Well it took 15 weeks for this bad boy to arrive to it's new home…. a Loaded CR-512…..I still have to put together the Computer center and get the Vacuum system, then just learn how to turn it on….


----------



## Minorhero

That thing is awesome looking. What do you plan to use it for?


----------



## Gshepherd

I am really interested in doing large 3D carvings, Wall Panels and push comes to shove some Commercial Cabinets, I also got a edgebander just in case.. It is also set up for soft metals.


----------



## Tedstor

I'm guessing you didn't get that off Craigslist for a hundred bucks  LOL.


----------



## Gshepherd

You guessed right, just a Kidney and 1 Arm…. I saved the Plastic they shipped it in so I have a tent to live in now…..


----------



## Mosquito

^ LOL

That thing looks sweet. A serious CNC for sure


----------



## misterbig

Wow….just wow


----------



## waho6o9

Congratulations! What an awesome addition to your shop!


----------



## mochoa

Dang! that's a big aas machine. Cant wait to see how it is put to use.


----------



## Sodabowski

Whoa oO


----------



## freddy1962

REAL Nice! Does this machine have the capability to scan a subject to carve? Or an add-on that does that.


----------



## Gshepherd

Freddy, that is an add-on wic now is a handheld scanner vs the probe type. The Hand held Scanner is around 600.00…. I was told that is the best way to go and gets better results vs the probe type…

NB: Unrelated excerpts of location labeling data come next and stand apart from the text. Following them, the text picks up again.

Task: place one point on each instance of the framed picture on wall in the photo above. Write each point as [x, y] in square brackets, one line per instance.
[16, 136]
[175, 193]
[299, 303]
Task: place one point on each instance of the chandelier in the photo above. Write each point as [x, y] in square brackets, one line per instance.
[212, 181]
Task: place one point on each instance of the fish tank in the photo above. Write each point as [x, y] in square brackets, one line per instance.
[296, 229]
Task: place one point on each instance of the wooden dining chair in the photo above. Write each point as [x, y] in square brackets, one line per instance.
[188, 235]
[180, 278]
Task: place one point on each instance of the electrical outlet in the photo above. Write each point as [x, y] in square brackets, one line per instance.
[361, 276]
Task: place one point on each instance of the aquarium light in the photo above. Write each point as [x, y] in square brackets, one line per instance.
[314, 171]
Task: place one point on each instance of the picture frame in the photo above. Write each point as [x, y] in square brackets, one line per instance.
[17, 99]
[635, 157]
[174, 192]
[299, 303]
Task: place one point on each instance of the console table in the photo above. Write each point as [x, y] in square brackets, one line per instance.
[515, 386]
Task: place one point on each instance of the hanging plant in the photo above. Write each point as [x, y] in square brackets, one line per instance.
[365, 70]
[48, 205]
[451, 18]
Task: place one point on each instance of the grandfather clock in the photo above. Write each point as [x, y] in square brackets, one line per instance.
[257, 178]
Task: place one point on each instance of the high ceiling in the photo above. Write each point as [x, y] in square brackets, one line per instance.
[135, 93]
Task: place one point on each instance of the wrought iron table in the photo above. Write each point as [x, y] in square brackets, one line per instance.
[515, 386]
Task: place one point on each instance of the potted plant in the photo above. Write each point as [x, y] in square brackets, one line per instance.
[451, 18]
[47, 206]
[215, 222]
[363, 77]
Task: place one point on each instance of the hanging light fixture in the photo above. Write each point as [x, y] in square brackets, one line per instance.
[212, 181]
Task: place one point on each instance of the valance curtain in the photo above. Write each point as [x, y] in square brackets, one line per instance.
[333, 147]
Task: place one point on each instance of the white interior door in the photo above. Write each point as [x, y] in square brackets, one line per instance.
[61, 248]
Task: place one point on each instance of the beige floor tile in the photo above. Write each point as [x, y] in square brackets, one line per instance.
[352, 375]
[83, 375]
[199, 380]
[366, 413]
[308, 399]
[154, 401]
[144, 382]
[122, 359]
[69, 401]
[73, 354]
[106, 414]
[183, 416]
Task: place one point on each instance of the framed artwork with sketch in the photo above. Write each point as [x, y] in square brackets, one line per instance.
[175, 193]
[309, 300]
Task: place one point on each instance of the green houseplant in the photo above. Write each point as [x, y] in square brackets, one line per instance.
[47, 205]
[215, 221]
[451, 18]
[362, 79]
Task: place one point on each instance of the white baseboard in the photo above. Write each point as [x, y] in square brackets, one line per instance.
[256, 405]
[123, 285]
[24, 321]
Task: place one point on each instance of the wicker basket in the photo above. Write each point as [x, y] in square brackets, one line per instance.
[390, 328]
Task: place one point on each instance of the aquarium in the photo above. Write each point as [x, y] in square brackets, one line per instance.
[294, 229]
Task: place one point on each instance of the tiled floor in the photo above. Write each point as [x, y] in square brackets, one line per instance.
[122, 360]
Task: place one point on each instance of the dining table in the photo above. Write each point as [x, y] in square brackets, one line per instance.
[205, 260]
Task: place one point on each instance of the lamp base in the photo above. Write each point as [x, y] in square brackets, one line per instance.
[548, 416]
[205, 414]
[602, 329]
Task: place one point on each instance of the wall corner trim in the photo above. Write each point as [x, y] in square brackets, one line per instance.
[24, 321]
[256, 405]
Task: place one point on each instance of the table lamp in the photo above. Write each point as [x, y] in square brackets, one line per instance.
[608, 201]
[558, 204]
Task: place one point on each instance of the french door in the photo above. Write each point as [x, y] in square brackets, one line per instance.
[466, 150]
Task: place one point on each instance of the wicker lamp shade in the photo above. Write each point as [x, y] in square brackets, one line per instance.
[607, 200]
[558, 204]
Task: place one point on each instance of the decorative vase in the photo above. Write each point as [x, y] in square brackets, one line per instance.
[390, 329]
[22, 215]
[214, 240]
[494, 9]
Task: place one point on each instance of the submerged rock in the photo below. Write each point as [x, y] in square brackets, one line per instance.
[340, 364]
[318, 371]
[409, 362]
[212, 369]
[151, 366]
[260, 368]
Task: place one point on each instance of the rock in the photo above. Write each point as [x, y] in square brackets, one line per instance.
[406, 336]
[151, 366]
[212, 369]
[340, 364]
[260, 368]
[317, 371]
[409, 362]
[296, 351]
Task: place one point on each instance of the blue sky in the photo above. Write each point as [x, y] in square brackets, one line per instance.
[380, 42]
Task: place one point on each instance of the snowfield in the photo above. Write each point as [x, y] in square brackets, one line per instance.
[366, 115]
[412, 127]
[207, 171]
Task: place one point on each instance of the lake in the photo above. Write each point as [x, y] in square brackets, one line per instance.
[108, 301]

I did get Vectric Aspire , Cut 3D, the I went on and got the Vectric Wildlife and Western scene package.
I will get some cabnet software which is around 2-300 bucks for what I need.

There are so many available files by so many diffrent companys right now I am not worried to much on learning how to do everything myself cause I know it will take some time.

Since I do commercial jobs, I wanted to be able to provide those big textured panels, signs, and I will get the Hand Held scanner and try to do some restoration work as well… If you want more info on the scanner let me know I will hunt it down for you… I am excited with this CNC the 15 weeks waiting for it sucked…

Check out Cubify.com and the 3D Scanner….


----------



## freddy1962

Good luck to you.  That is a sweet looking machine. I went to your site and noticed you've had a lot of work in the Denver area. That Vectric scene package should work well in that whole region. Maybe a lot of mantles in your future, plus a lot of other cool stuff. Just read your last paragraph again…more commercial use. I have a friend who does the commercial signs, ect. His machine rarely stops during the warm months.


----------



## Gshepherd

I will be posting on the CNC Forum, as time goes with my thoughts on the CAMaster…. I have 4 hours of training with Luke I will go through and will post my good or bad experiences. I am a Rookie when it comes to CNC so this will be quite an experience I am sure.

I know there are a lot of guys and gals out there who would probably want one but may reluctant. I have been married twice so I am not scared of anything anymore…except snakes…..


----------



## rantingrich

I will assume this is NOT made in China


----------



## levan

Nice toy


----------